For years, scientists have dreamed of displacing wild mosquitoes with genetically modified insects that cannot carry the malaria parasite Plasmodium (New Scientist, 5 August 1995, p 36). Two weeks ago, researchers in Europe announced the first successful attempt at genetically modifying the malaria-carrying Anopheles mosquito. Now, in experiments on a different insect, Lourival Possani and his colleagues at the National Autonomous University of Mexico in Cuernavaca have shown that a little scorpion venom can block the malaria parasite's development.

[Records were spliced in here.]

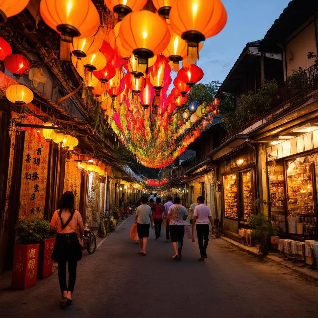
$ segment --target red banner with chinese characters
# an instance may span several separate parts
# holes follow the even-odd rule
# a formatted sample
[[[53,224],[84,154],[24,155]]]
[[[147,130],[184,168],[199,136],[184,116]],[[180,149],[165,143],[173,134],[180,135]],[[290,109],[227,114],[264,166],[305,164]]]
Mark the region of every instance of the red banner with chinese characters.
[[[43,217],[48,149],[48,143],[36,130],[25,132],[19,211],[21,218]]]

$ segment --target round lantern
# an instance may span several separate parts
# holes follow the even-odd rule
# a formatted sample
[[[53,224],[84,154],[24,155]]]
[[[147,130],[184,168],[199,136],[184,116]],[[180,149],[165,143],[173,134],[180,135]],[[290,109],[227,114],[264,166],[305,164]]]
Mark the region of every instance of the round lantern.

Possani, who studies compounds derived from scorpions, recently discovered that the venom of Pandinus imperator contains a peptide, which he calls scorpine, that blocks the development of malaria parasites growing in culture. To see whether scorpine has the same effect in living insects, he and his colleagues created transgenic fruit flies that express the gene for the peptide in their gut.

The researchers then injected young Plasmodium parasites directly into the abdomens of the transgenic flies and their wild counterparts, and compared how many of these parasites matured. Over 40 per cent of the normal flies had mature malaria parasites. But only 12 per cent of the flies that made scorpine had parasites that continued to grow, Possani told researchers at a recent meeting at the Howard Hughes Medical Institute in Chevy Chase, Maryland. "I think it's a very promising result," he says.

Possani did his experiments in fruit flies because at the time no one had managed to genetically modify Anopheles mosquitoes. He knew, however, that David Schneider of the Whitehead Institute for Biomedical Research in Cambridge, Massachusetts, had shown that Plasmodium parasites injected into the guts of fruit flies develop in much the same way as they do in mosquitoes. Details of Schneider's technique were published in Science last week (vol 288, p 2376).

"It's wonderful to know that someone else can do it," Schneider says. "My guess is that the way we should do things is to model them in the fly first and then hop into the mosquito."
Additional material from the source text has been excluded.